More details on the construction process of the lexicon can be found in:
Valentina Sintsova, Claudiu Musat, and Pearl Pu. Fine-Grained Emotion Recognition in Olympic Tweets Based on Human Computation. In Proceedings of the NAACL/HLT Workshop on Computational Approaches to Subjectivity and Sentiment Analysis (WASSA), ACL, 2013.
We distribute two version of this lexicon:
– Version 1.0, the original one, created as explained in the WASSA paper;
– Version 1.1, where we removed ~100 terms that are not seen as indicative of specific emotions and can often be factual. ‘Event’, ‘women’, and ‘today’ are examples of removed terms. This was done by manual exploration of the most occurred terms in our data (i.e. not all terms in the lexicon were checked).
In both versions, the lexicon terms are n-grams up to 5 consecutive words. Each term has an assigned emotion distribution in terms of GEW 2.0 category set.
Contributors:
Valentina Sintsova and Pearl Pu
Description:
We generated this lexicon by extracting the PMI-scores of the association of terms to each emotion over the pseudo-labeled dataset of tweets with emotional hashtags. This PMI-based method of training emotion lexicons was described in:
Saif M. Mohammad. #Emotional Tweets. In Proceedings of the First Joint Conference on Lexical and Computational Semantics and the Sixth International Workshop on Semantic Evaluation, 246–55, 2012.

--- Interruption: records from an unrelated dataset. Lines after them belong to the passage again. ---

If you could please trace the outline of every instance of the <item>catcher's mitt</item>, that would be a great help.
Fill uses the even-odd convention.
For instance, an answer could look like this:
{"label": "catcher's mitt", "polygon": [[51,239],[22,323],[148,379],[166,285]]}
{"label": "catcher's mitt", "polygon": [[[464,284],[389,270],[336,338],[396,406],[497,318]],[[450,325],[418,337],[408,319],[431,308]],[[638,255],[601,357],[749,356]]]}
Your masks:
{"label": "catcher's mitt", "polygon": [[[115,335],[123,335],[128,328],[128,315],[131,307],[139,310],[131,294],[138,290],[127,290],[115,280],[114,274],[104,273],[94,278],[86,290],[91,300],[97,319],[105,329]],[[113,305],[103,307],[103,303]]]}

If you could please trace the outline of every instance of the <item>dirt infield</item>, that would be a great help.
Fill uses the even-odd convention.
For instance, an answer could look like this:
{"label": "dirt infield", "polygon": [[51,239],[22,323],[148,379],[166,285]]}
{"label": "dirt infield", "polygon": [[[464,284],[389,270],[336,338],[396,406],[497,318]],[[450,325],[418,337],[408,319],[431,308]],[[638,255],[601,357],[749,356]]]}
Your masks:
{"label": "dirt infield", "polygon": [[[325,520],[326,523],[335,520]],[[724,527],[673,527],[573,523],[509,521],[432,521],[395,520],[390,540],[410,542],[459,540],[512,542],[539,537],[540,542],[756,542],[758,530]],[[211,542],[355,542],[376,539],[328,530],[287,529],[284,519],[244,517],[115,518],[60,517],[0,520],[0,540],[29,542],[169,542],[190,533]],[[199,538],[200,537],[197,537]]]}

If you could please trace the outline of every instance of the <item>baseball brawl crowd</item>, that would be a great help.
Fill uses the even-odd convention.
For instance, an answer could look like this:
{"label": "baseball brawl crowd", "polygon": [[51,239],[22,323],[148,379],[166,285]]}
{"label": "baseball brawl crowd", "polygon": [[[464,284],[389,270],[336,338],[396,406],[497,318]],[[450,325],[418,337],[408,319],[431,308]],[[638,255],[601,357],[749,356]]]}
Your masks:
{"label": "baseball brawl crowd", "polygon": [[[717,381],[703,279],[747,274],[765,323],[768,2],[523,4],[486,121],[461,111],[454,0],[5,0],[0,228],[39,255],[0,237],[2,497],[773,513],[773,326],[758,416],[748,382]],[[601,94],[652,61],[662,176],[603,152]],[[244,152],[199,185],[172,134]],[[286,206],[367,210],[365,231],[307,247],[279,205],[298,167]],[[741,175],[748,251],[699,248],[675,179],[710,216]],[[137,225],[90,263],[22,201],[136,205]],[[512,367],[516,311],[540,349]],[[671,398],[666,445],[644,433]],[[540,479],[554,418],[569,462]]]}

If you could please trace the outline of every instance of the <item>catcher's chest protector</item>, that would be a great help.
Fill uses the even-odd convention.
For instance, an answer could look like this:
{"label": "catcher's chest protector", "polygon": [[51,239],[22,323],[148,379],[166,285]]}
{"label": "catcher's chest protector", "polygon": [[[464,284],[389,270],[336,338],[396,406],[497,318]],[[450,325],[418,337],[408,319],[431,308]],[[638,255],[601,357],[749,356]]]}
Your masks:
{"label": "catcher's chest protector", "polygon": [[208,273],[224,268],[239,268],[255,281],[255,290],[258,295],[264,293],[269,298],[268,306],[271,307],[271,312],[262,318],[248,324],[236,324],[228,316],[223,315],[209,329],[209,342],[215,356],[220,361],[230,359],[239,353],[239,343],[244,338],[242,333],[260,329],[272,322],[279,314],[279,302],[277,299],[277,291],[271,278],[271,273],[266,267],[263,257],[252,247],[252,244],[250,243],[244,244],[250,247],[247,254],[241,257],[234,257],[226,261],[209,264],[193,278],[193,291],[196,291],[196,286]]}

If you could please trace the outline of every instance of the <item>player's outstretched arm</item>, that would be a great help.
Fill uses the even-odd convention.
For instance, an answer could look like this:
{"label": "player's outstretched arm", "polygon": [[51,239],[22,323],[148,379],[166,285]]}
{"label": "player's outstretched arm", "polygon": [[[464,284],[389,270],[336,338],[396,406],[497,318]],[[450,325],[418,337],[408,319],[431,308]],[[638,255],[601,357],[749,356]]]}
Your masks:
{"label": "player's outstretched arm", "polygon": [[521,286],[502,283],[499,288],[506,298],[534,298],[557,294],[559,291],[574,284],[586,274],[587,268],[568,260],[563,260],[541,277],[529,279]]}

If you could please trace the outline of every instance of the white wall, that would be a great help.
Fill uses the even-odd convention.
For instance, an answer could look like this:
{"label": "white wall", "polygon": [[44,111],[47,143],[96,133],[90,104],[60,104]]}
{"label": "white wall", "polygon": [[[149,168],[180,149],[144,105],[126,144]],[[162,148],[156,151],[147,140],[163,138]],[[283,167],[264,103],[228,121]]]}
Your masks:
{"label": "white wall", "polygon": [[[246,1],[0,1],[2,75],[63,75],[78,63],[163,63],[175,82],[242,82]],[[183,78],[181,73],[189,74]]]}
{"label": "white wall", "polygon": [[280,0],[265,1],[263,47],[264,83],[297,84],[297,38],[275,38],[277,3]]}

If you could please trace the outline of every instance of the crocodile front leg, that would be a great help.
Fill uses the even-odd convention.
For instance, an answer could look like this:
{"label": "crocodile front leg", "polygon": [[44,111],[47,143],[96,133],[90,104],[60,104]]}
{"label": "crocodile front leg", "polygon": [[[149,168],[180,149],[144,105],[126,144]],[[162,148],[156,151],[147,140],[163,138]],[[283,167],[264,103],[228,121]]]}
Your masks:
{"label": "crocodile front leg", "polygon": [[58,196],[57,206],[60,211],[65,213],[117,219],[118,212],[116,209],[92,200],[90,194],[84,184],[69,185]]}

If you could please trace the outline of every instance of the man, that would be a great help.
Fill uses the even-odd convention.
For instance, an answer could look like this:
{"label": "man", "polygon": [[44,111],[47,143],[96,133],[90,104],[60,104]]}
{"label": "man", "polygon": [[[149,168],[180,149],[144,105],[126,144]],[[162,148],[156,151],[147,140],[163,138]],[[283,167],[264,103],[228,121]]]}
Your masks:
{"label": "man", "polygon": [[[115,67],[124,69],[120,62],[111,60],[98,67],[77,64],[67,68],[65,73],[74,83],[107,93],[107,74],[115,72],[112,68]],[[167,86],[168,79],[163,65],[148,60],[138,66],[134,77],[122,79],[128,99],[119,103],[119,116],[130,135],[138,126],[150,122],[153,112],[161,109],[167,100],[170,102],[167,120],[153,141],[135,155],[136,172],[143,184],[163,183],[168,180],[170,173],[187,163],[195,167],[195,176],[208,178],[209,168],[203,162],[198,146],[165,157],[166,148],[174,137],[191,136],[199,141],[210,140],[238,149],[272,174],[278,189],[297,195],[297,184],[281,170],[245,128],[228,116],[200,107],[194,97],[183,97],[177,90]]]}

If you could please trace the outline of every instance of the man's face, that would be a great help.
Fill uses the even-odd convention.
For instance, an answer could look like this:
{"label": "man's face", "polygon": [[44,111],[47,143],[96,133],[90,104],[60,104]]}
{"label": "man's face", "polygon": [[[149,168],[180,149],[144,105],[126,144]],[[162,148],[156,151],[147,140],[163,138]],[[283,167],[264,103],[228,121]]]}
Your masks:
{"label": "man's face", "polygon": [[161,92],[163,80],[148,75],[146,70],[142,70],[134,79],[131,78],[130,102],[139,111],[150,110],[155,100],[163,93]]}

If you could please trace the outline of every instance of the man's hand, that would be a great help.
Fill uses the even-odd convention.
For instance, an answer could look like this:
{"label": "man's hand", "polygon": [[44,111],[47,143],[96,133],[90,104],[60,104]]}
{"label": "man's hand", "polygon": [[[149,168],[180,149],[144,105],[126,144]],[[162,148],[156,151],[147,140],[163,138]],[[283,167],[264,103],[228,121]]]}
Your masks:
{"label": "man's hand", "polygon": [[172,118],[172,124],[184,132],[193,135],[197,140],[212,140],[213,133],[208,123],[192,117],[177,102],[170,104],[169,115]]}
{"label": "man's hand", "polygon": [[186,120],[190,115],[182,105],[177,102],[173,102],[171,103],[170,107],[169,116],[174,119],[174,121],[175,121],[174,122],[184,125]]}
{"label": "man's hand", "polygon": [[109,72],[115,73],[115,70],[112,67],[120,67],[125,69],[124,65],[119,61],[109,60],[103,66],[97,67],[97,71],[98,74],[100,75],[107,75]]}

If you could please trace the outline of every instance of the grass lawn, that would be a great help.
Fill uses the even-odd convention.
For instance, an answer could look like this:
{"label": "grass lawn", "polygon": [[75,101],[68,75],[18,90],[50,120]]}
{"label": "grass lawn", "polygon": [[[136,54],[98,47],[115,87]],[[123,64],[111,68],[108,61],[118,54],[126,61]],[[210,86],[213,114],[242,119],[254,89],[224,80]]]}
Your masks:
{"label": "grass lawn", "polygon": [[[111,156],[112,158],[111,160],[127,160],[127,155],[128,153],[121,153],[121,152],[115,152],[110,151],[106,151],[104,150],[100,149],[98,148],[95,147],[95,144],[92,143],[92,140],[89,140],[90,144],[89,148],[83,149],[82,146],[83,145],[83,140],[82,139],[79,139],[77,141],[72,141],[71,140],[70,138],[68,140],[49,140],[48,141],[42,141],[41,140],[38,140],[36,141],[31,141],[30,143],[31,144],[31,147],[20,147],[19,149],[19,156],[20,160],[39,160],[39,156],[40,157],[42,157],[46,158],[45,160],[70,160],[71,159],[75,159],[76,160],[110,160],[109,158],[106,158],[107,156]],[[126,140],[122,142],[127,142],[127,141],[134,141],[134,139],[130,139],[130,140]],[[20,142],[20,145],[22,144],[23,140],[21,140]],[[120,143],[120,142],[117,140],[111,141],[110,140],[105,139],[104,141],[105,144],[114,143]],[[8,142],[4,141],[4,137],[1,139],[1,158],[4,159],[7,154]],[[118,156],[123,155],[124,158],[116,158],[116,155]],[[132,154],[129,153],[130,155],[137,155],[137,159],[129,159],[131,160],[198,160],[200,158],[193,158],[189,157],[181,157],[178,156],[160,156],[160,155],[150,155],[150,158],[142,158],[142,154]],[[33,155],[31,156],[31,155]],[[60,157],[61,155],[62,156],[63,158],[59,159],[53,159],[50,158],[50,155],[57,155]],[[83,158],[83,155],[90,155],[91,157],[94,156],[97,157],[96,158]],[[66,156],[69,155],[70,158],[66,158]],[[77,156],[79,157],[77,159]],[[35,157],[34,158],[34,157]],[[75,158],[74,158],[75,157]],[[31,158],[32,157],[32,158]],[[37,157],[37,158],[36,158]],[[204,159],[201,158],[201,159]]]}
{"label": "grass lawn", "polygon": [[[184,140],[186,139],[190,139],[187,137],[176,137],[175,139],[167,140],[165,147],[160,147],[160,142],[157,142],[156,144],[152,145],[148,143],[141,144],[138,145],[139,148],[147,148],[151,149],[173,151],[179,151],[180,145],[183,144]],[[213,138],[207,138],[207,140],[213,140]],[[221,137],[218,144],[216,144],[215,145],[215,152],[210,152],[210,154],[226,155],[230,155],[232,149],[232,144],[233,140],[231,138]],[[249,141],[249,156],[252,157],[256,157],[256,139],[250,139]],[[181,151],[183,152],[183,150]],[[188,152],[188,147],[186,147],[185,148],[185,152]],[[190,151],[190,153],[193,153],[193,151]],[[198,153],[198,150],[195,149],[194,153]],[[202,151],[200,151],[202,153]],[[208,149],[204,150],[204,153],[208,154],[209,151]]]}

We collected tweets with explicit emotional hashtags corresponding to the used emotion categories. Those tweets are considered to be pseudo-labeled. Out of all those tweets we randomly selected 500,000 tweets that were non-retweets and non-duplicates, contained at least 3 words, and had only one of the considered hashtags. Those tweets were used for learning PMI-Hash lexicon, where we assigned per-emotion PMI-based Strength-of-Association scores to each unigram and bigrams appearing at least 5 times.
Contributors:
Source: Swiss Center for Affective Sciences
Description:
This is the original Geneva Affect Label Coder (GALC)-lexicon of explicit emotional stems provided with the emotion categories from Geneva Emotion Wheel (GEW). This lexicon contains stemmed terms, allowing for any continuation, such as happ* for Happiness.
Contributors:
Valentina Sintsova and Pearl Pu
Description:
The original GALC lexicon contains stemmed terms, allowing for any continuation, such as happ* for Happiness. We produced a revised lexicon GALC-R with manually validated, instantiated words corresponding to the used emotion categories from GEW, version 2.0. For that, we first extracted the terms corresponding to the used emotion categories. Second, we instantiated the remaining stems on the random tweets, i.e. we found the exact words that matched the stems, along with their frequency. And finally, we manually reviewed the most frequent words to validate their correspondence to the associated emotion. This resulted in 1026 terms, 52.9 on average per emotion category.